I want to start off with a question that I wish I had asked — “Is there anything that you wanted to include in Blood in the Water that you weren’t able to, for whatever reason? Why?”
I wondered about that question after I left Literati. For some reason, the idea stuck with me — although Dr. Thompson had produced over 700 pages of cited work on the events at Attica in 1971, there had to be some material that she wasn’t able to keep in the final cut. I’ve struggled in the past with knowing what to keep in a piece and what not to. Although I didn’t get a chance to ask about that part of her process, she did indirectly answer it when she discussed balancing tone in her piece.
Dr. Thompson spoke at length of how to deal with communicating trauma. On one hand, too much gore and violence can desensitize a reader to the horror, or could repel a reader. On the other hand, the subject of the book is not rainbows and butterflies and needs to be understood and communicated as the horror it truly was. I appreciated her frankness on the topic, because I think it helped clarify something for me: writing successfully depends a great deal on balance and proportions. When stated so bluntly, the idea seems common sense. Of course an element of writing is balancing different textures. But as I gleaned from Dr. Thompson’s commentary, balancing is actually key to how a reader perceives a text. When deciding on what to keep and what to cut, as a writer I have to decide ultimately what I want a reader to conclude after reading the full thing.

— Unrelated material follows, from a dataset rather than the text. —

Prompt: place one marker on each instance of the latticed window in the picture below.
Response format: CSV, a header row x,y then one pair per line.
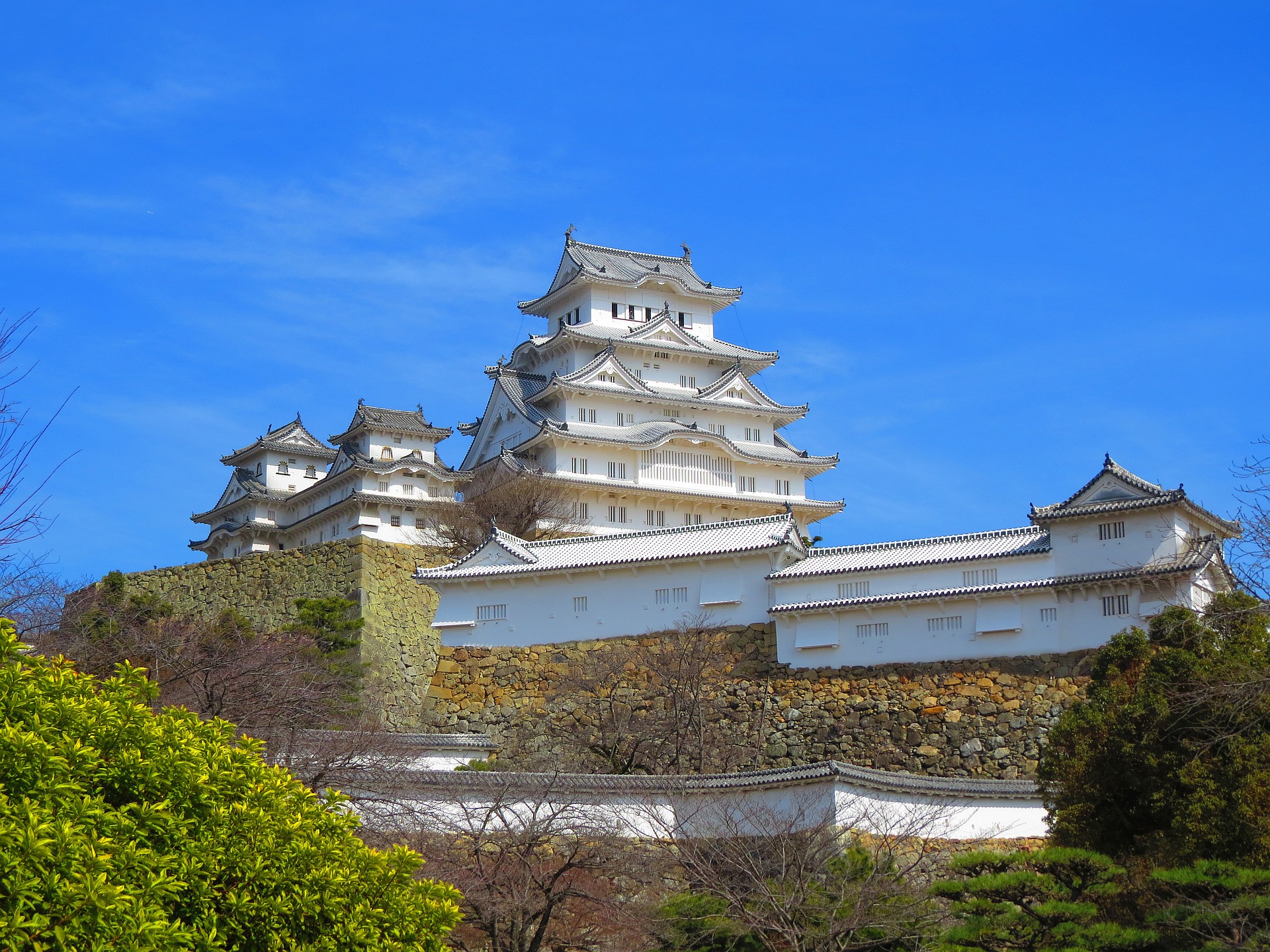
x,y
685,466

Dr. Thompson’s work is really inspiring, and I’m hoping to read Blood in the Water as soon as I get the chance. It sounds a bit like the works of Erik Larson, who I’m a huge fan of (he wrote Devil in the White City, Dead Wake, and In the Garden of Beasts, to name a few of my favorite books of all time). I also feel inspired to actually try my hand at historical nonfiction — BiW took 13 years to write and it took a lot of digging into sources that weren’t readily available to just anyone, and I think it might be a really cool writing project to tackle some subject that would actually require research into the facts of history, some of which are buried deep.
Finally, I wanted to comment on the event at Literati as a whole. I’ve never been a huge fan of talks or podcasts, but this was actually incredibly interesting to listen in on. Shoutout to Shelley, who created an incredibly warm atmosphere and asked engaging, pertinent questions. Although Dr. Thompson’s content was obviously fascinating, Shelley kept the conversation flow natural and relaxed. Literati itself is a great place to hold an event like this, since it’s relatively small and intimate (and it didn’t hurt that the lights were dimmed and it was snowing outside!). It was as though I were sitting in on a conversation by the fireside, silent but absolutely an active participant in listening.